We left to stay at Honfleur on the way home last Friday and at 15:30 and could not get near the Aire! Motorhomes parked along the quaysides and the coach park. We scooted off to an Aire we found about 10k away that is normally empty. We arrived to take the last of the 12 pitches. Motorhomes were pulling in and leaving until well after dark so I imagine that the whole area was manic with people trying to find a pitch over the coming days.


----------



## raynipper (Aug 4, 2008)

Just come back from St. Mere Eglise today and the motorhome park was full of about 100 vans. Then there were many other car parks and fields with dozens more vans in them.

After we extricated ourselves we tried to get into St. Marie du Monte and it was blocked off from all sides. So we found a very quiet WW1&2 bit of history just a couple of miles away here.......................

http://www.aerobase.fr/

Ray.


----------



## barryd (May 9, 2008)

Sounds great Ray! This is what I like about France. The Motorhomes just seem to take over at things like this and nobody seems to object.

Glad I have the scooter though!

Im just completely miffed that we are not there. 

Hope we get some photos from someone soon.


----------



## raynipper (Aug 4, 2008)

Yes Barry.
My wife wants to try and get in again tomorrow but what with the bus loads of police arriving and blocked off roads I think it will be better on BBC.

My brother in law a 90 year old Burma veteran covered in medals was mobbed for his picture and signature.
He came back a 'star'.

Ray.


----------



## suedew (May 10, 2005)

teensvan said:


> Hi All.
> 
> Off to the D Day beaches next Monday for 3 weeks. This will be the first time over the water in the Swift 622. It is a lot smaller than our fulltiming Burstner 748-2 we had up until last year. We hope to get into some of the smaller Aires that we could not get into in years past. I expect it will be very busy so it will be pot luck where we shall stop.
> 
> ...


Delighted to hear you are back motorhoming again, enjoyed meeting you in Luxemburg, still making good use of gaffer tape. Have a great time. 
Sue n John


----------



## aldhp21 (Aug 4, 2008)

barryd said:


> If you do go to Longues then dont make the mistake of stopping at the car park where the gun battery is (which is free by the way). keep going all the way to the cliff edge. Thats where the spot is.

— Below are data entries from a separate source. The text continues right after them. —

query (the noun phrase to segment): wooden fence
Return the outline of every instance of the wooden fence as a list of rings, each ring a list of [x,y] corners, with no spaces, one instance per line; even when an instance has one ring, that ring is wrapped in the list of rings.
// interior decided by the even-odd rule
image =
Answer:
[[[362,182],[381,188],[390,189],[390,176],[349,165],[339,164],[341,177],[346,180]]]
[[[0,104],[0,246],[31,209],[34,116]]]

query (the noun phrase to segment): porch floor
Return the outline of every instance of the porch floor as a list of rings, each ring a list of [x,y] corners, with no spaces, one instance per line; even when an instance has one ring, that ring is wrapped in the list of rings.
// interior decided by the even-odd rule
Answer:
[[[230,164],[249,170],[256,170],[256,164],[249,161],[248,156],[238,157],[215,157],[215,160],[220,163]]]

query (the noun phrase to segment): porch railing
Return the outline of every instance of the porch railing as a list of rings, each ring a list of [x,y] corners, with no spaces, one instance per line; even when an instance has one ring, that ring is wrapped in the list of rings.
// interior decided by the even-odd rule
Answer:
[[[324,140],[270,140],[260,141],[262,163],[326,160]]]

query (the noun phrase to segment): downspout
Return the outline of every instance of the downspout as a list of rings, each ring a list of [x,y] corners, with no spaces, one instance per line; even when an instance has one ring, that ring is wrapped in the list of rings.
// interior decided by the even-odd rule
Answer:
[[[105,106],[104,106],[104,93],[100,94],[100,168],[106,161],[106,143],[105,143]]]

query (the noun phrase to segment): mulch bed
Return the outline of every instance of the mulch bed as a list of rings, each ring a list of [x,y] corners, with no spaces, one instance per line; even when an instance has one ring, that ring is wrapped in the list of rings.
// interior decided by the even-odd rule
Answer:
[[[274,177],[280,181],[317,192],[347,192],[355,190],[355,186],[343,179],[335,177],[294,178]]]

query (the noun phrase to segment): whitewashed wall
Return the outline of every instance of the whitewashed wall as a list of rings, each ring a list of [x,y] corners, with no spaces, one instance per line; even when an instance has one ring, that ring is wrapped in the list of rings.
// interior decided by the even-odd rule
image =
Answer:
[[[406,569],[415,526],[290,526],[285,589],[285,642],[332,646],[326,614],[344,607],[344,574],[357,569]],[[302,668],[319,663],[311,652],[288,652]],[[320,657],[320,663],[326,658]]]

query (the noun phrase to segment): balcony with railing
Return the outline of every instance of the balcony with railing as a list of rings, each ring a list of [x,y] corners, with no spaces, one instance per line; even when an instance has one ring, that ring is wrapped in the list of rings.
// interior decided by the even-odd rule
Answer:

Thanks for all the tips. Current on top of the cliffs at Longues sur mer that you recommended Barry. Quite a few vans here but there is space. Wonderful flypast by the Lancaster yesterday.

Cheers Alan.


----------



## aldhp21 (Aug 4, 2008)

Just to add, absolute wonderful location. Didn't get all the procession of military vehicles we would have had in arromanches but we could sit here in a mostly sunny day watching the flypasts, drinking wine next to the BBQ. Thanks again.

Tried unsuccessfully to upload a photo. 

Cheers Alan


----------



## barryd (May 9, 2008)

Good stuff Alan. Glad you like the spot. I was thinking when watching all the stuff on telly that Longues would be a great location for the fly past! Very jealous!

Wish we could have been there!


----------